1. "Na wygnaniu w Babilonie zgromadzenie Izraela skazało na śmierć Zuzannę, fałszywie oskarżoną przez dwóch starców. Wtedy Zuzanna zawołała donośnym głosem: Wiekuisty Boże, który poznajesz to, co jest ukryte, i wiesz wszystko, zanim się stanie. Ty wiesz, że złożyli fałszywe oskarżenie przeciw mnie". Daniel zapytał dlaczego ją skazano...bez dochodzenia i pewności?
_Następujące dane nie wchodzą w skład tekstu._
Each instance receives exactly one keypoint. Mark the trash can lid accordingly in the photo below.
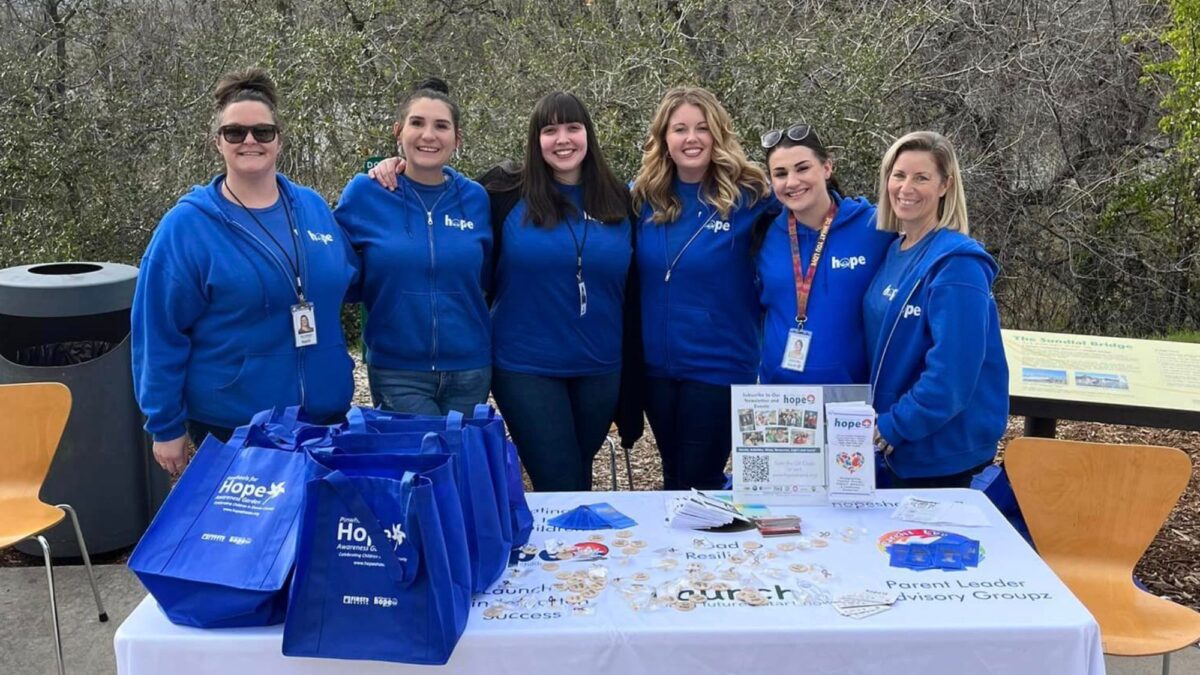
(66, 290)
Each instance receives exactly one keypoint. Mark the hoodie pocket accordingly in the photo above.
(329, 380)
(463, 328)
(694, 339)
(263, 381)
(402, 330)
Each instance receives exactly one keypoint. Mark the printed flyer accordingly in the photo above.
(851, 451)
(779, 454)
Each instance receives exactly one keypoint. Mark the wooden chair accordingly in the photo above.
(31, 422)
(1093, 509)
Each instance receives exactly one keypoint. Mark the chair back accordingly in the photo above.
(31, 422)
(1095, 508)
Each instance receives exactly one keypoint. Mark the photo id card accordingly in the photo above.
(796, 350)
(304, 324)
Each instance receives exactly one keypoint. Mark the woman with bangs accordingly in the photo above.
(699, 198)
(563, 245)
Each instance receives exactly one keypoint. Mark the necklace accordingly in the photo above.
(429, 209)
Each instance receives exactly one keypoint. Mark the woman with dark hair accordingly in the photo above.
(561, 278)
(815, 262)
(233, 275)
(563, 246)
(426, 252)
(699, 198)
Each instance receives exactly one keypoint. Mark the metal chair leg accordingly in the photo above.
(54, 604)
(612, 461)
(629, 470)
(87, 560)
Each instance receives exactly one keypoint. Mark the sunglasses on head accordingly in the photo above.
(237, 132)
(796, 132)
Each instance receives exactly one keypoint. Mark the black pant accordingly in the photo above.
(557, 423)
(691, 426)
(953, 481)
(199, 430)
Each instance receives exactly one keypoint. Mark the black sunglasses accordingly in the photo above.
(796, 132)
(237, 132)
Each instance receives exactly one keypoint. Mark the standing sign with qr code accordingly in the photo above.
(779, 455)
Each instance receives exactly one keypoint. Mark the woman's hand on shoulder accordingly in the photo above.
(385, 172)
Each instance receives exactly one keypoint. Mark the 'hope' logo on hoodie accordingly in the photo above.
(459, 222)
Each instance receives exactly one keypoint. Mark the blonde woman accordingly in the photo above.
(699, 198)
(939, 369)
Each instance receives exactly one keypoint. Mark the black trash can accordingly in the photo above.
(70, 323)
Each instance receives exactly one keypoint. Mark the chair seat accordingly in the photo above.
(1134, 622)
(22, 518)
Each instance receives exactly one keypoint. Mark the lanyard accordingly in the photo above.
(804, 284)
(292, 228)
(666, 244)
(579, 246)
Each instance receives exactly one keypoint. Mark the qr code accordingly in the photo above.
(755, 469)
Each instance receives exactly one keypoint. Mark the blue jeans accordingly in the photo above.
(436, 392)
(691, 425)
(557, 423)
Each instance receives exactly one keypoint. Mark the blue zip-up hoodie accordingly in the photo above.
(703, 322)
(853, 250)
(211, 318)
(423, 284)
(940, 374)
(535, 318)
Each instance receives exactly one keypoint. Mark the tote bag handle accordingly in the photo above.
(402, 573)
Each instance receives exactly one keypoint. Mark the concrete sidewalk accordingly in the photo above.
(27, 644)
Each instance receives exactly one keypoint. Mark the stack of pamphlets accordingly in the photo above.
(697, 511)
(862, 604)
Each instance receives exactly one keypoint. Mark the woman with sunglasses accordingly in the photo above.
(426, 250)
(563, 246)
(815, 262)
(699, 197)
(939, 369)
(232, 275)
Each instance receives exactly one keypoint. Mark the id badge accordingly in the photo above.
(304, 324)
(796, 350)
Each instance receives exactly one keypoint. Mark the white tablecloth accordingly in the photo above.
(1011, 614)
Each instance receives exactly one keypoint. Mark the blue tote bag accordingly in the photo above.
(285, 429)
(486, 541)
(372, 578)
(439, 469)
(501, 452)
(220, 550)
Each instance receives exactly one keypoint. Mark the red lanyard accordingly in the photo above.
(804, 284)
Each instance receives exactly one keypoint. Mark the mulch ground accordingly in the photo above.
(1170, 567)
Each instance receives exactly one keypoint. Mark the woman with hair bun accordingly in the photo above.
(232, 276)
(426, 256)
(939, 370)
(699, 198)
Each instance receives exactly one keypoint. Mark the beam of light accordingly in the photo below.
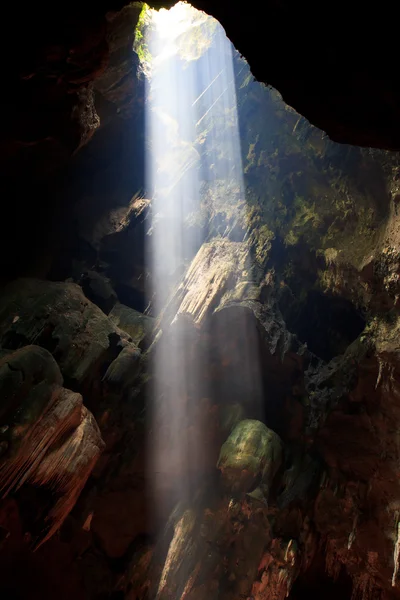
(193, 165)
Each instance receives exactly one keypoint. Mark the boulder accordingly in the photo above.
(58, 317)
(48, 438)
(252, 453)
(136, 324)
(97, 287)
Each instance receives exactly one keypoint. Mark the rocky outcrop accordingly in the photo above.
(58, 317)
(49, 439)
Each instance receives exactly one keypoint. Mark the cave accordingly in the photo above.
(199, 303)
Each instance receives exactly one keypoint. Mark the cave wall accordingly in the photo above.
(323, 221)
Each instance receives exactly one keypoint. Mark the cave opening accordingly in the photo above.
(327, 323)
(190, 235)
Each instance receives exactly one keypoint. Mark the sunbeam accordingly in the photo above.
(207, 348)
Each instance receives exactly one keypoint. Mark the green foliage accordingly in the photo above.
(140, 45)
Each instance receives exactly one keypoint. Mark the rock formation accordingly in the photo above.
(286, 310)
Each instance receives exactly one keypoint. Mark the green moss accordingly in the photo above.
(140, 44)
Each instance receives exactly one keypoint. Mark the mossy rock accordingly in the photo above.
(251, 454)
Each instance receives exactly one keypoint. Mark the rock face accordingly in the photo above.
(286, 315)
(49, 439)
(57, 316)
(252, 452)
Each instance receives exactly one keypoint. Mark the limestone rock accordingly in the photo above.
(251, 451)
(137, 325)
(123, 370)
(58, 317)
(98, 289)
(49, 438)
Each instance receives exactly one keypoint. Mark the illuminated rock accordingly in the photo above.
(252, 452)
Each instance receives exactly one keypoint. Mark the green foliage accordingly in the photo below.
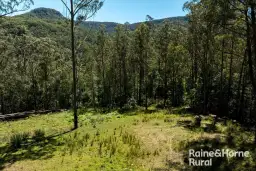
(38, 135)
(16, 140)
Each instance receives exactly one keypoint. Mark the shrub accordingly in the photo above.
(16, 140)
(38, 135)
(198, 120)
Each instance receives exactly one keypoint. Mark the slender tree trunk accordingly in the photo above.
(2, 103)
(73, 65)
(230, 81)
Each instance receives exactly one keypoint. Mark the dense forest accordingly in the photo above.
(132, 96)
(206, 61)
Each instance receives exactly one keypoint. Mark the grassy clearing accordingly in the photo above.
(138, 140)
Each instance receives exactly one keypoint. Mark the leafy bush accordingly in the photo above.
(197, 121)
(38, 135)
(16, 140)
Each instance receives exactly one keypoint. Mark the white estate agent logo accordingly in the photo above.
(194, 155)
Przesłuchano staruszków oddzielnie (Dn 13, 41-62).

2. Łzy zalały oczy podczas śpiewu (Ps 23, 1-6): "Pan jest moim pasterzem: niczego mi nie braknie (...) Wiedzie mnie po właściwych ścieżkach przez wzgląd na swoją chwałę"...

3. Na dodatek Pan Jezus uratował posądzoną o cudzołóstwo, która miano kamieniować w (Ew. J8, 1-11). Zapytał: "Kto z was jest bez grzechu, niech pierwszy rzuci na nią kamień".Wszyscy uciekli, a do niewiasty powiedział: "Idź, a od tej chwili już nie grzesz".

   Po Mszy św. wróciłem do zniszczonej kapliczki św. Floriana (plac strażacki). Poprosiłem Boga, aby tym, którzy spowodowali dewastację dał Swoje Światło! Zrozumieją to, gdy w panice zawołają do tego świętego, który chroni nas przed pożarami. Przy okazji poprosiłem: "św. Florianie chroń mój dobytek, proszę...odsuń moc niszczycielską".

    Na dodatek zebrałem butelki po wódce oraz pety przy figurze Matki Bożej Niepokalanej, która "przyszła pod mój blok". Jakby na ten czas leżała tam wrona z przegryzioną szyją! Przy śmietniku spotkałem sprzątaczki z naszego osiedla, a wzrok zwróciły beczkowozy, ponieważ w blokach zapychają się odpływy. Bardzo często w piwnicach były wylewy nieczystości.

    O 15.00 natknąłem się na sprzątaczkę w pogotowiu, która dała mi nową pościel! W piwnicy, gdzie byłem po pościel trafiłem na okropny zapach ze stojącymi odchodami, a to placówka służby zdrowia.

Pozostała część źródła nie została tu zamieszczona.